Synonyms.—Hypertrophy of the Tonsils; Mouth-Breathing.
Definition.—An enlargement of the glands due to repeated inflammations of the tonsils, and occurring usually in early life.
Etiology.—While chronic inflammation of the tonsils may come on insidiously, it more often is the result of frequent attacks of follicular tonsillitis.
Among predisposing causes we may mention heredity, there being a tendency for the children of parents with enlarged glands to the same disease.
Age.—The disease being most frequently found in children between the ages of five and ten years.
The Infectious Diseases, such as tuberculosis, syphilis, and especially those in which the throat is apt to suffer; such as diphtheria, scarlet fever, la grippe, and sometimes measles.
The presence of adenoids frequently precedes tonsillitis, and may be given as a predisposing cause.
Pathology.—All of the tissues of the tonsils are involved, but in varying degree. In some the lymphoid changes predominate, while in others the stroma seems more involved, and a firm, fibrous tissue is developed. In the former the gland is larger, softer, and the follicles increase in depth, while their mouths dilate, their openings revealing white or yellowish-white plugs of cheesy particles, the debris of broken-down epithelial cells or calcareous or chalky deposits; at times the contents consist of food. Where the fibrous change predominates, the tonsil becomes firm, hard, blanched, and somewhat atrophied.
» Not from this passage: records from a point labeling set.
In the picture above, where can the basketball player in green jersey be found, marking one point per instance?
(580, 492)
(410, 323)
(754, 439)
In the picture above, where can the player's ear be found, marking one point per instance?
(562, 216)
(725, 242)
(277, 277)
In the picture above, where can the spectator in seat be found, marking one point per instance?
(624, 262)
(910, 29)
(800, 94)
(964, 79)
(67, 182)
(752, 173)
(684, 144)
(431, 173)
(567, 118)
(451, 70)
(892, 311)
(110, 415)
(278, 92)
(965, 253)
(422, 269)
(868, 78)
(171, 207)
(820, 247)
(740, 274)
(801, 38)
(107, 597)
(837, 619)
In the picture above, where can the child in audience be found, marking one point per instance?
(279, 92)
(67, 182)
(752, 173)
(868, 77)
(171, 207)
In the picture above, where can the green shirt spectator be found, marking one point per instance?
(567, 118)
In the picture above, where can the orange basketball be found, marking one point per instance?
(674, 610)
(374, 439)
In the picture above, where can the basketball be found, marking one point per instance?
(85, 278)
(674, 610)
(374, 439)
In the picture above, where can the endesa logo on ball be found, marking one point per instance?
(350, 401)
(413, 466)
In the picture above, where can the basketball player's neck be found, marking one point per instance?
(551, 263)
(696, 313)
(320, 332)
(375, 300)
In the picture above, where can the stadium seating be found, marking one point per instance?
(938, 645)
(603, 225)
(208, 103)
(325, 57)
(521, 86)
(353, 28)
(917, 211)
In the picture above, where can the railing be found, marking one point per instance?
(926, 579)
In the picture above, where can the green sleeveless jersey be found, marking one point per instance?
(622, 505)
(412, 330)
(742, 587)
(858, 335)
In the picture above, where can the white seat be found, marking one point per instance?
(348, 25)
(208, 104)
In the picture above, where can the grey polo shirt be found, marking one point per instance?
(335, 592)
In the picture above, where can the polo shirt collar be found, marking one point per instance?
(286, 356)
Symptoms.—At first the symptoms are not pronounced, and a child may have enlarged tonsils for some time without the parents knowing of the condition; the frequent sore throat following a cold finally leads to an examination of the throat, when the hypertrophy is discovered. Usually, however, the first symptom that calls attention to the throat is the difficult breathing, especially at night, when it is observed that the child breathes with the mouth open—mouth-breathing. The child snores, chokes, and starts from sleep in a fit of dyspnea quite alarming to the parents, though it is never serious.
Inspection reveals two dusky or blanched, enlarged tonsils, covered with a profuse secretion of mucus, which necessitates a frequent hawking to clear the throat. Often white or yellowish-white cheesy deposits are seen filling the crypts. These are occasionally hawked up in the form of small, fetid, cheesy lumps, or sometimes a calcareous plug is spit up. Such material as epithelial debris, micro-organisms, and soft particles of food, give rise to a peculiarly offensive breath.
The roof of the mouth, the hard palate, is highly arched. The pressure of the enlarged tonsil on the Eustachian tube, or an extension of the inflammation along the tube, together with the pressure of the mucus from the pharynx, impedes the hearing, and sometimes renders the child quite deaf. The child contracts cold readily, when the tonsils become angry-looking, and an acute attack follows.
From the mouth-breathing the child takes on a dull, stupid, and besotted expression; the lips are thick and the eyes dull. The child is listless, apathetic, and responds slowly in speech and thought. The obstructed breathing may cause deformity of the chest, known as chicken or pigeon breast, where the sternum is prominent, with a more marked separation of the ribs anteriorly and converging posteriorly. Where the breathing is labored and asthmatic, the chest becomes barrel-shaped.
Chronic tonsillitis renders all sore throats more serious, such as scarlatina, diphtheria, pharyngitis, etc.
The general health suffers more or less. Indigestion from excess of mucus is often found, while anemia is not uncommon. Headaches are frequent, while inability to concentrate the mind renders the child backward in mental development.
Diagnosis.—Inspection reveals the character of the disease, and it can hardly be mistaken for any other trouble, unless it be that of malignant growths; and even here the mistake should not occur often. In malignant growths, it is usually confined to one side, is attended by severe pain, and presents a more angry appearance.
Prognosis.—This depends upon the character of the enlargement and the length of time involved. If the lymphoid changes predominate, the hope of recovery is far better than when the fibrous tissue prevails. These tissue changes render respiratory diseases, as well as throat troubles, more severe; hence they influence our prognosis. So far as life is concerned, the prognosis is always favorable.
Treatment.—Upon the character of tissue change largely depends the treatment. If the lymphoid predominates, and the tonsil is soft, we may expect good results from injections of thuja, or from the old application of perchlorid of iron and glycerin, equal parts. With a large camel's-hair brush, paint the tonsils twice per day. As the tonsil becomes accustomed to the iron, increase the strength of it till it is used full strength. The galvano-cautery will, however, give better results than local application.
If the bulging tumor is pale, hard, and fibrous, the most satisfactory treatment is amputation of the glands. When the general health suffers, attention must be directed to correcting the various wrongs that may be present. Good hygienic conditions are necessary, and the flushing of the neck each morning in cold water will overcome a tendency to contract colds.